Jayos 12/03/2010 05:25


Je n'ai malheureusement pas pu voir le contenu de la mallette, ne serait ce que pour me taper une partie de rigolade. Je sais qu'il y avait entre autre des menottes et pas mal d'objets dont les
collègues n'ont pas reussi à définir la fonction exacte.

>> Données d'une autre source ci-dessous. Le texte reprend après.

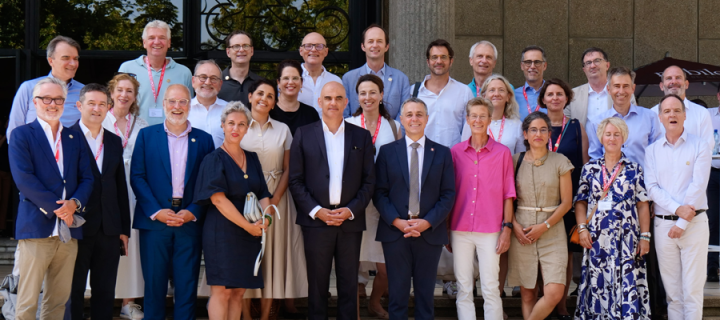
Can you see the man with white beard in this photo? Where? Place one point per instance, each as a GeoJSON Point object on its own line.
{"type": "Point", "coordinates": [206, 107]}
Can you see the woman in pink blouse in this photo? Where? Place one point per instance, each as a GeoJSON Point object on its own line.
{"type": "Point", "coordinates": [480, 221]}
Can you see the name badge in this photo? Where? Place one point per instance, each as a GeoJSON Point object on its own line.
{"type": "Point", "coordinates": [155, 113]}
{"type": "Point", "coordinates": [605, 205]}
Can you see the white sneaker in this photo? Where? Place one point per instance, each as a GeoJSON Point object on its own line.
{"type": "Point", "coordinates": [451, 289]}
{"type": "Point", "coordinates": [131, 311]}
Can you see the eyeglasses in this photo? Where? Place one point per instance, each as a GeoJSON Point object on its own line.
{"type": "Point", "coordinates": [127, 73]}
{"type": "Point", "coordinates": [317, 46]}
{"type": "Point", "coordinates": [237, 47]}
{"type": "Point", "coordinates": [203, 78]}
{"type": "Point", "coordinates": [48, 100]}
{"type": "Point", "coordinates": [596, 62]}
{"type": "Point", "coordinates": [181, 102]}
{"type": "Point", "coordinates": [529, 63]}
{"type": "Point", "coordinates": [534, 131]}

thierry de briel 06/03/2010 20:36


très beau Jayos...comme d'habitude. J'ai vu sauter la mallette d'un cardiologue qui l'avait oubliée au pied de sa voiture, devant chez lui, çà lui a fait comme un coup au coeur quand il a voulu
voir par la fenêtre ce qui avait sauté !


Jayos 07/03/2010 16:48


Oui, effectivement, ça doit faire un choc quand on se rend compte que ce qui part en morceaux nous appartient.

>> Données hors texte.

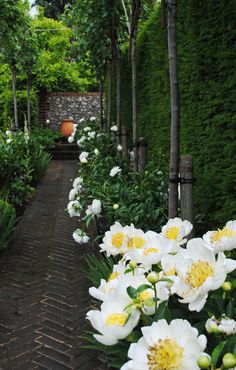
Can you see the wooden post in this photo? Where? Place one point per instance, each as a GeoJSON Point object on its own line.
{"type": "Point", "coordinates": [175, 110]}
{"type": "Point", "coordinates": [186, 188]}
{"type": "Point", "coordinates": [142, 154]}
{"type": "Point", "coordinates": [124, 142]}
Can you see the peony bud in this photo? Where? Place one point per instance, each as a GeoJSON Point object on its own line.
{"type": "Point", "coordinates": [204, 361]}
{"type": "Point", "coordinates": [229, 360]}
{"type": "Point", "coordinates": [226, 286]}
{"type": "Point", "coordinates": [153, 277]}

Merci pour ces quelques mots.

A bientôt.


BBK.mel 16/02/2010 09:56


On imagine le réveil oublié (mais bien trop classique), mais pas le vibromasseur ! Ca ne s'oublie pas ces choses là, ça se réclame à cor(-ps) et à cris !


Jayos 19/02/2010 04:32



Toutes mes excuses BBK, je suis passé à côté de ton commentaire sans le voir (oui c'est inexcusable, c'est vrai, mais on peut toujours rêver), d'où le délai de ma réponse.

Dans la première version du texte, la malette faisait tic tac, mais je me suis dit que ça cadrait vraiment pas avec le matériel.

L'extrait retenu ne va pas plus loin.